INCORPORER
Un homme seul. Un très grand espace nu. Le silence. Cette solitude a pour contrepoint la présence d’une deuxième personne qui l’accompagne du regard, en retrait, du bout des yeux. L’action principale : incorporer. Le silence est brisé par le son de l’action du propre corps sur lui-même, dans une suite d’actions qui s’articulent dans le but d’unir intimement l’interprète à lui-même et au présent de ses actions. Il s’agit d’un travail sur l’instant présent et sur un temps réel, sans personnages.
Incorporer l’air, l’eau, leurs sons, l’espace, faire qu’une chose fasse corps avec une autre ; unir intimement une matière à une autre, un élément à soi, les faire entrer comme partie dans un tout, défini, délimité, en silence. Faire corps et laisser résonner les actions et sons d’une déambulation qui se déploie au plus proche
de l’action, dans le geste intime de celui qui, concentré, est complètement absorbé par l’observation méticuleuse de ses explorations, tel un enfant.
L’interprète évolue dans un grand espace nu qui devient flexible grâce au travail sonore développé, et dont le but est de rendre visibles et audibles certaines des actions qu’il produit. Le pari consiste à s’appuyer sur de petites ou de très petites actions, réalisées dans une « économie totale de moyens », en les présentant dans ce très grand espace nu, noir. C’est un travail sur des proportions variables et sur l’articulation de concepts qui tente de laisser apparaître, de laisser voir ces actions infimes, en jouant avec l’espace comme si la distance pouvait être élastique, dans un espace-temps qui appelle à la réflexion, à la méditation.

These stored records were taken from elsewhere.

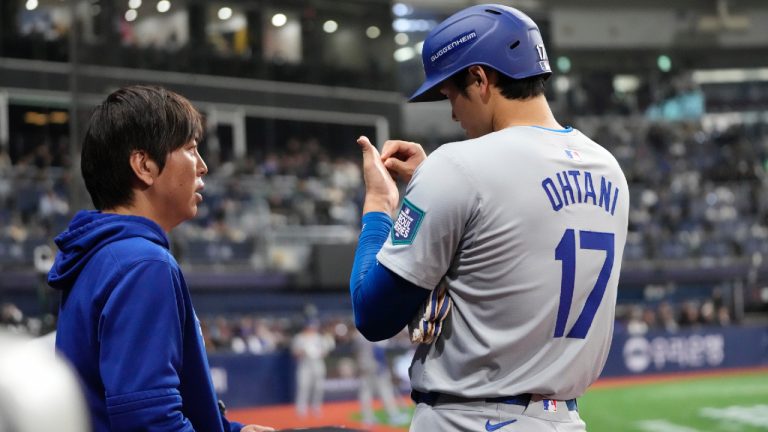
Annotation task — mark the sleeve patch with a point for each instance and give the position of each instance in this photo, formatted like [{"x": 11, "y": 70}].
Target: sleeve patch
[{"x": 407, "y": 224}]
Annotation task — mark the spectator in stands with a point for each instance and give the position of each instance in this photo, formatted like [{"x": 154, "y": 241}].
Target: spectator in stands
[
  {"x": 689, "y": 314},
  {"x": 667, "y": 318},
  {"x": 310, "y": 347},
  {"x": 126, "y": 321}
]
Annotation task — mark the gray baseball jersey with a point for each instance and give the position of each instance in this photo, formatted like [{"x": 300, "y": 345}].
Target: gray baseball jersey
[{"x": 526, "y": 227}]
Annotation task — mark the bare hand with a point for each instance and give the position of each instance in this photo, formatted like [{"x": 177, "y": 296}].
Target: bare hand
[
  {"x": 381, "y": 192},
  {"x": 401, "y": 158},
  {"x": 256, "y": 428}
]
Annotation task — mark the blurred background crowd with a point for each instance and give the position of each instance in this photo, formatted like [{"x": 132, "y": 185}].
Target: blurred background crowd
[{"x": 678, "y": 95}]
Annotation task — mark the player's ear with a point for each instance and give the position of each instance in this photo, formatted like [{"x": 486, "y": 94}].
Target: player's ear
[
  {"x": 480, "y": 78},
  {"x": 477, "y": 75},
  {"x": 145, "y": 169}
]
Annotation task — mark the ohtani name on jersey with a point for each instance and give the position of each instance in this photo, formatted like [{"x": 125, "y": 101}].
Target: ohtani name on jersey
[{"x": 578, "y": 187}]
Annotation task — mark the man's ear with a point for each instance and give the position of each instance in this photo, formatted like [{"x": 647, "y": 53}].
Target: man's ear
[
  {"x": 145, "y": 169},
  {"x": 480, "y": 77}
]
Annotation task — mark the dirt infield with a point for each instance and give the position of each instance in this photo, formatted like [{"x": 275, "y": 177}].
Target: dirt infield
[
  {"x": 347, "y": 414},
  {"x": 334, "y": 414},
  {"x": 677, "y": 376}
]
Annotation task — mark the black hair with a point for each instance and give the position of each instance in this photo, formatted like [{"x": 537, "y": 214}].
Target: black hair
[
  {"x": 510, "y": 88},
  {"x": 147, "y": 118}
]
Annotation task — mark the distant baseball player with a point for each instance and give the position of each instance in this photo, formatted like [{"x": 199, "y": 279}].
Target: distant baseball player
[{"x": 507, "y": 246}]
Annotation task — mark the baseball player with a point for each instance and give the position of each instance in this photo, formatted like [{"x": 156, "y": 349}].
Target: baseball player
[{"x": 507, "y": 246}]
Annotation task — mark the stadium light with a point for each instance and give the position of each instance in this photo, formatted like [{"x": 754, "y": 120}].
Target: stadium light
[
  {"x": 279, "y": 20},
  {"x": 372, "y": 32},
  {"x": 131, "y": 15},
  {"x": 664, "y": 63},
  {"x": 400, "y": 9},
  {"x": 330, "y": 26},
  {"x": 225, "y": 13},
  {"x": 404, "y": 54},
  {"x": 163, "y": 6}
]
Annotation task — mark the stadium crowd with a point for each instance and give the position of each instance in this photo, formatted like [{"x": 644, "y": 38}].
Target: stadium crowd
[{"x": 698, "y": 197}]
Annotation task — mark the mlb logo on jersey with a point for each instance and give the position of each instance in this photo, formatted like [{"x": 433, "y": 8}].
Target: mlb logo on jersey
[
  {"x": 407, "y": 223},
  {"x": 573, "y": 155},
  {"x": 549, "y": 405}
]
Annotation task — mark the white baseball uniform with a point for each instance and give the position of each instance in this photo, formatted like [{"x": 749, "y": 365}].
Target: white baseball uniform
[{"x": 525, "y": 227}]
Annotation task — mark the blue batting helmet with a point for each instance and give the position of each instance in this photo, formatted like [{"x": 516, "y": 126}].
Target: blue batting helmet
[{"x": 493, "y": 35}]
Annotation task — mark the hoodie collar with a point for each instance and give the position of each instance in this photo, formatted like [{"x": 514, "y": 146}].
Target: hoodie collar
[{"x": 91, "y": 230}]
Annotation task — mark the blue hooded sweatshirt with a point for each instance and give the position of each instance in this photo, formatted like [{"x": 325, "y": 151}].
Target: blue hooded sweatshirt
[{"x": 127, "y": 325}]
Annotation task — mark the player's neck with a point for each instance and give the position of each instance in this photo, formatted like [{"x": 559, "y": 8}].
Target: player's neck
[{"x": 529, "y": 112}]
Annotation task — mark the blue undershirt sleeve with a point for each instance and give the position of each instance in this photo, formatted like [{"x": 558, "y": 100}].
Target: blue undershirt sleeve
[{"x": 383, "y": 302}]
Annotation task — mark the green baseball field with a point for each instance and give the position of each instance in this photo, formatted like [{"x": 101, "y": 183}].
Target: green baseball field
[{"x": 729, "y": 402}]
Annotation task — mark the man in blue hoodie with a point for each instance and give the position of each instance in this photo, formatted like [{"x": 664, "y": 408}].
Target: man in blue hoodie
[{"x": 126, "y": 321}]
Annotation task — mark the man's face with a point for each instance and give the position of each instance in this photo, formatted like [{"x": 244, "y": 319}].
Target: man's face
[
  {"x": 466, "y": 108},
  {"x": 178, "y": 187}
]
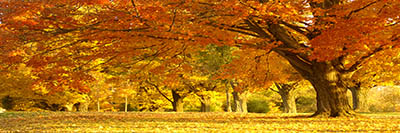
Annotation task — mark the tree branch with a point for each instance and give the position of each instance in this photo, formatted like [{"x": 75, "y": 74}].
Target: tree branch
[
  {"x": 159, "y": 91},
  {"x": 359, "y": 9},
  {"x": 356, "y": 65}
]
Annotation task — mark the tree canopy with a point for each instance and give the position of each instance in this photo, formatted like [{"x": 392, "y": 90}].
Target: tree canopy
[{"x": 326, "y": 41}]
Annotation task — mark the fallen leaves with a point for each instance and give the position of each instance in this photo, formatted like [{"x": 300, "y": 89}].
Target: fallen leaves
[{"x": 190, "y": 122}]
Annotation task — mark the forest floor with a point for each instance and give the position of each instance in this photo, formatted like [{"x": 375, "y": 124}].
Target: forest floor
[{"x": 191, "y": 122}]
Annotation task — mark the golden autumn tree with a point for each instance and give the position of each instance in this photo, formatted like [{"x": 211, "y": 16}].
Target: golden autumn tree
[{"x": 326, "y": 41}]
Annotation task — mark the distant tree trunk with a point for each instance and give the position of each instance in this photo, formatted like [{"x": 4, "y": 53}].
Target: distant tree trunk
[
  {"x": 126, "y": 103},
  {"x": 84, "y": 106},
  {"x": 240, "y": 102},
  {"x": 228, "y": 100},
  {"x": 70, "y": 107},
  {"x": 98, "y": 105},
  {"x": 205, "y": 104},
  {"x": 177, "y": 102},
  {"x": 359, "y": 98},
  {"x": 288, "y": 98}
]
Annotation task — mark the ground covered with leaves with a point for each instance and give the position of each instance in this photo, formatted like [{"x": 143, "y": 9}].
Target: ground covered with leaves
[{"x": 191, "y": 122}]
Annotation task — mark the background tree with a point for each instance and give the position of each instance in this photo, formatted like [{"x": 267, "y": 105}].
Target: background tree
[{"x": 325, "y": 41}]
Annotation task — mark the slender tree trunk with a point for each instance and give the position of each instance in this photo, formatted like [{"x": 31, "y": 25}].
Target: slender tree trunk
[
  {"x": 289, "y": 103},
  {"x": 288, "y": 98},
  {"x": 178, "y": 102},
  {"x": 205, "y": 104},
  {"x": 228, "y": 100},
  {"x": 98, "y": 105},
  {"x": 126, "y": 103},
  {"x": 70, "y": 107},
  {"x": 84, "y": 106},
  {"x": 331, "y": 92},
  {"x": 240, "y": 102},
  {"x": 359, "y": 98}
]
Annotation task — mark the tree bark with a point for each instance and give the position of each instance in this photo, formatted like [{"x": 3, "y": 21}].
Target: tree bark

Le travail sonore ici développé joue de la distance comme d’un soufflet et précipite le spectateur parfois tout près de l’interprète, tout contre, le laissant écouter des sons souterrains, enfouis, alors qu’à d’autres moments il le laisse à distance, en silence. L’espace devient alors flexible, grâce à l’amplification des sons des actions qui agit tel un zoom.
Dans Incorporer il y a, comme dans Éclats mats, la distance que nous devons faire parcourir au public pour le mener à «voir». C’est tout un cheminement à construire et cette construction se fait en équipe lors de la représentation ; elle pose la question de ce qui est à montrer, à révéler.
L’espace et le temps sont peut-être austères. Nous n’avons pas peur du vide, nous ne voulons pas d’accumulation, pas de forme «spectaculaire», nous ne voulons pas d’artifices. Le temps investi est défini par un échange de fluides essentiels à la vie – l’air et l’eau –, à travers lequel les interprètes dialoguent tout au long de la pièce. Incorporer est aussi un travail visant à laisser transparaître, à travers l’évolution de l’interprète au sein de ce parcours, un voyage vers une certaine libération.